И лежа так, тесно прижавшись, замкнуто, недоступно времени и переменам, они ощущали себя в центре вселенной, осью медленно вращающегося колеса пространства, вне жизненной сумятицы, этого стремительного мельтешения, глубоко-глубоко внутри, в центре бытия, среди сияния вечности, среди благословенной тишины: здесь неизменная ось всякого движения, непробудный сон всякого бодрствования. Здесь обрели они себя и покоятся сейчас в объятиях друг друга, наслаждаясь минутным пребыванием в сердце вечности, оставив время реветь в отдалении, вдали от них, где-то на кромке.

Потом постепенно они стали удаляться от абсолютной сути, спускаясь по кругам радости, хвалы и счастья все дальше, к шуму и суете конфликтов. Но сердца их сохраняли свет и, смягченные внутренней сутью, ощущали неизменную радость.

Постепенно они пробуждались, шум снаружи становился слышнее, явственнее. Они слышали его и откликались на зов. Они считали удары колокола. И насчитав полдень, они начинали понимать, что в мире полдень и для них он наступил тоже.

Она понимала, что проголодалась, В жизни она не была еще так голодна. Но даже и это не могло заставить ее стряхнуть оцепенение. Словно издалека она слышала собственные слова: «Я умираю от голода». Но при этом она лежала тихо, уединенно, мирно, и слова так и не были произнесены. Прошло еще некоторое время.

А потом, совершенно спокойная и даже немного удивленная, она перенеслась в настоящее и сказала:

— Я умираю от голода.

— Я тоже, — сказал он спокойно, как о чем-то совершенно незначащем. И они опять погрузились в теплую золотистую тишину. А минуты за окном текли и текли незаметно.

Потом вдруг она зашевелилась на его груди.

— Милый, я умираю от голода, — сказала она.

Но двигаться ему очень не хотелось.

— Мы сейчас встанем, — сказал он, продолжая лежать неподвижно.

И она опять спрятала голову у него на груди.

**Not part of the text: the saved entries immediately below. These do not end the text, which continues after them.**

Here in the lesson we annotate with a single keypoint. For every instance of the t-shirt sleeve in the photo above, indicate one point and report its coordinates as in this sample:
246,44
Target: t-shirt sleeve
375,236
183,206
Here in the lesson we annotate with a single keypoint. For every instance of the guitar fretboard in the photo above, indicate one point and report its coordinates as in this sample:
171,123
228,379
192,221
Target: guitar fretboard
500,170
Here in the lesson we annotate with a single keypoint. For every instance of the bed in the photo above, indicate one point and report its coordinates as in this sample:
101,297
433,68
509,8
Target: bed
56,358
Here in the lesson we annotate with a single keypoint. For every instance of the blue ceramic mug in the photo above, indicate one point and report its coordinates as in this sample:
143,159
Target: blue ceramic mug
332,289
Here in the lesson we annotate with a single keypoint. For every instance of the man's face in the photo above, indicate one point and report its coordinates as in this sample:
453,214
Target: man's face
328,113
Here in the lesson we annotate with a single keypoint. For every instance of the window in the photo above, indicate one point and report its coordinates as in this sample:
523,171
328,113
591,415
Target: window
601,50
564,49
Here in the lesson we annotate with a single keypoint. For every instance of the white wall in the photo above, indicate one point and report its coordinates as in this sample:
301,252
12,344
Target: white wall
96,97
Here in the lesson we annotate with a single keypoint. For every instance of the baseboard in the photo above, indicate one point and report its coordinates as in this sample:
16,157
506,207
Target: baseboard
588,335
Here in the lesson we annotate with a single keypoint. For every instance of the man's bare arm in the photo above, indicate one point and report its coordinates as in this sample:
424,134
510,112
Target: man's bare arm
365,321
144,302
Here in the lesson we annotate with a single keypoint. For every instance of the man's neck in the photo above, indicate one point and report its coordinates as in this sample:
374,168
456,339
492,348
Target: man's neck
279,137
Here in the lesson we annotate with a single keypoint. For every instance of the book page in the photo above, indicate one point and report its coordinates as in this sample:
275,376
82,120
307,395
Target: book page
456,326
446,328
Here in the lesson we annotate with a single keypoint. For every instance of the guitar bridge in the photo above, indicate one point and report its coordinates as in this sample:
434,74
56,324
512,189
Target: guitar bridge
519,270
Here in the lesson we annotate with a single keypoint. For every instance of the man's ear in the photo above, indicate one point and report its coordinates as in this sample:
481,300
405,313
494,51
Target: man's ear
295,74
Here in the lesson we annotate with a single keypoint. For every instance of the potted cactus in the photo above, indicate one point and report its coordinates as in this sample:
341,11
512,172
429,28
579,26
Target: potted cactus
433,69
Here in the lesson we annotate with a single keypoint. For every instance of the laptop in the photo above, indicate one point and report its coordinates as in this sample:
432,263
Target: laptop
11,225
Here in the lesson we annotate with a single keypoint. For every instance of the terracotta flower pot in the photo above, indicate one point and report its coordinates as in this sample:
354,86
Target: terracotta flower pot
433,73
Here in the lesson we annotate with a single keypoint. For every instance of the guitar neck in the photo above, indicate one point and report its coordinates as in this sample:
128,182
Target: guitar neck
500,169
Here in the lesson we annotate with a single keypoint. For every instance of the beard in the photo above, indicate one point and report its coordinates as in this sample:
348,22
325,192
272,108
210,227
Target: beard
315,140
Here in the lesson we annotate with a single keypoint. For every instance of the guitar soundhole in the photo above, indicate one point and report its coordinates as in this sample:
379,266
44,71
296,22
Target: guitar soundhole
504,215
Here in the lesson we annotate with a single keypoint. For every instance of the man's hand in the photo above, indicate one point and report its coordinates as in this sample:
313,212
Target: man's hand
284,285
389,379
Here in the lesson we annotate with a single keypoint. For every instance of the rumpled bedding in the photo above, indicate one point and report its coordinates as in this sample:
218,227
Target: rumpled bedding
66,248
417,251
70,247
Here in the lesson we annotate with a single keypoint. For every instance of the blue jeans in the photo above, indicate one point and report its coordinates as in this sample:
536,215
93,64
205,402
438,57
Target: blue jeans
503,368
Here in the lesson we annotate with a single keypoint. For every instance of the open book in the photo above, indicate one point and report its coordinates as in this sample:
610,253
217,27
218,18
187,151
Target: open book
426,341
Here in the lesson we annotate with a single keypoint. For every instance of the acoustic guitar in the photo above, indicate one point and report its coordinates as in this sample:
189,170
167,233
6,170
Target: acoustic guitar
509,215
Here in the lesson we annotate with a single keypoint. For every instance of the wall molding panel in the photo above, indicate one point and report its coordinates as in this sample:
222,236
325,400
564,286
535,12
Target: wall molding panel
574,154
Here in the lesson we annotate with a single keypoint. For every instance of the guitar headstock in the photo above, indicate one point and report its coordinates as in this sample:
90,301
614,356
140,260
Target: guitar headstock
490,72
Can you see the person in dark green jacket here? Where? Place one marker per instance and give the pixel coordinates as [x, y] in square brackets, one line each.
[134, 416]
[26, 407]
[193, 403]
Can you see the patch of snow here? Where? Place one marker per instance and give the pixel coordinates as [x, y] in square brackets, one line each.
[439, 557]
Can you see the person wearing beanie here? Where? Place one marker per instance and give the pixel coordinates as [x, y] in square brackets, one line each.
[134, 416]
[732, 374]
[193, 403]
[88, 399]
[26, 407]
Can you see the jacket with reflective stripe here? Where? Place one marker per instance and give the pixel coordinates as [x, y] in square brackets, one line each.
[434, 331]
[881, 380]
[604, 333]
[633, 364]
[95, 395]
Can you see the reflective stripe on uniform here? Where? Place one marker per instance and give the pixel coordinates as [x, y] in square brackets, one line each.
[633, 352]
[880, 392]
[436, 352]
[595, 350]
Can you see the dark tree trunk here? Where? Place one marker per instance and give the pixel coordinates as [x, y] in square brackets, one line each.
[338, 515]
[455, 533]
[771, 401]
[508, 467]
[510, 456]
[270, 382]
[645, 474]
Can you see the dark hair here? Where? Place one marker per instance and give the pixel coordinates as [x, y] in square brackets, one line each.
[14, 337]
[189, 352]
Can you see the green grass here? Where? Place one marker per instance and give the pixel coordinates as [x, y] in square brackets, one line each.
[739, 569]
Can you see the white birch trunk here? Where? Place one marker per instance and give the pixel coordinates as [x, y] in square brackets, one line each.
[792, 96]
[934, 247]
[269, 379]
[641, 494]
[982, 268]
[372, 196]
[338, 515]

И они замерли в тишине, в ожидании. Как сквозь сон он услышал бой часов. Она и этого не слышала.

— Так встань же, — наконец шепнула она, — и принеси мне что-нибудь поесть.

— Хорошо, — сказал он; он обнял ее, и она прижалась к нему лицом. Они и сами были слегка удивлены, что не двигаются. Шуршанье минут за окном стало слышнее.

— Тогда дай мне встать, — сказал он.

Она оторвалась от него, подняв голову, расслабив руки. Слегка отстранившись, он вышел из постели, потянулся за одеждой.

Она простерла к нему руки.

— Ты такой милый, — сказала она, и он вернулся к ней еще на секунду-другую.